Existing Seal Conservation Measures
In response to local declines in common seal numbers, the Scottish Government introduced conservation orders under the Conservation of Seals Act 1970 to provide additional protection on a precautionary basis for vulnerable local populations of common seals. In September 2004, the Conservation of Seals (Scotland) Order 2004 to cover common and grey seals in the Moray Firth, and in March 2007, the Conservation of Seals (Scotland) Order 2007 to cover common seals only in the Northern Isles and Firth of Tay.
The Marine (Scotland) Act 2010 introduces provisions for existing orders to continue, and for new ones to be introduced administratively as Seal Conservation Areas. The repeal of the Conservation of Seals Act 1970 on 31st January 2011 means that the existing orders will cease if not replaced by Seal Conservation Areas.
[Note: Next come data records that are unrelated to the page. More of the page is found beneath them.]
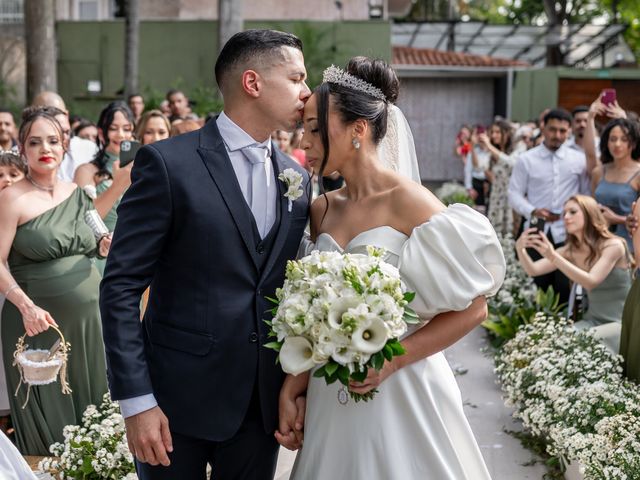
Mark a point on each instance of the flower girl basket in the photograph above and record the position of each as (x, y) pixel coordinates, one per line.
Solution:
(41, 367)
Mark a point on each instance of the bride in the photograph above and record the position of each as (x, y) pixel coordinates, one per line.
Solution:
(415, 426)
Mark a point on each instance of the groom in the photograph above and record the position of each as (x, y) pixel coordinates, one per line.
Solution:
(206, 225)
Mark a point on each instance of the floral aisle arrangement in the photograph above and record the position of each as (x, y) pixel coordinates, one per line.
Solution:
(342, 312)
(452, 192)
(96, 450)
(518, 300)
(568, 389)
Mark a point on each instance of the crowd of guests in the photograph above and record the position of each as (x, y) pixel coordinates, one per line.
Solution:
(565, 185)
(55, 167)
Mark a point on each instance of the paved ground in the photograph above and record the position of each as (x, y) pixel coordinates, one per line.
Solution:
(506, 459)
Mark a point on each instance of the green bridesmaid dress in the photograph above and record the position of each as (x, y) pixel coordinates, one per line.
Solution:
(50, 261)
(112, 215)
(630, 337)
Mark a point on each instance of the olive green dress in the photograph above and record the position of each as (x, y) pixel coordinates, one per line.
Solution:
(112, 216)
(50, 261)
(630, 337)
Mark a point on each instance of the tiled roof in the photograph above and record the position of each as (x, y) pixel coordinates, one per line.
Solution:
(432, 57)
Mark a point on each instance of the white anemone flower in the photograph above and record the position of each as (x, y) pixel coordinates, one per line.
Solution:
(296, 355)
(338, 308)
(370, 337)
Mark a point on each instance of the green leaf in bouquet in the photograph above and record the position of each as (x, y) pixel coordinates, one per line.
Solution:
(274, 345)
(397, 347)
(409, 296)
(410, 317)
(321, 372)
(343, 375)
(273, 300)
(387, 351)
(377, 361)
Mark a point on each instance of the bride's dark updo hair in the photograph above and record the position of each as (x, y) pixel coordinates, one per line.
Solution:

The Scottish Government intends therefore to continue these existing orders in the form of Seal Conservation Areas from 1 February 2010.
Seal Conservation in the Western Isles
The Special Committee on Seals (SCOS) Report 2009 noted a long term decline (35%) between 1996 and 2008 in the population of common seals in the Western Isles. The report indicated that August counts of common seals in the Outer Hebrides have declined at an average annual rate of approximately 3%. Although this rate of decline is not as severe as in some other parts of Scotland (Shetland, Orkney and the Firth of Tay), it has continued over 12 years. The highest count was in 1996 (2,820) and the latest count in 2008 (1,804) with the overall decline since then 35%.
SCOS recommended that seal conservation measures be considered for the Western Isles. On 9 June 2010, Marine Scotland consulted the Scottish Seals Forum, the main stakeholders group, which supported introduction of conservation measures for common seals in the Western Isles at an early date.
This will be achieved by the introduction of a Seal Conservation Area for common seals in the Western Isles under the Marine (Scotland) Act 2010 when its seals provisions are implemented on 31 January 2011. This will remain in place until such time as concerns about this local population are resolved.
This is the most effective way to reduce human pressures on the common seal population. Where problems of seal damage occur it will still be possible for fish farms, DSFBs and other fishery interests to apply to Marine Scotland for licences to shoot fixed numbers of common seals under the new seal licensing system but any such licences will take into account the vulnerable condition of the local common seal population and the existence of this Seal Conservation Area.
The next SCOS Report for 2010 is expected towards the end of the year. The Scottish Government has produced a series of frequently asked question and answers on the seal conservation areas.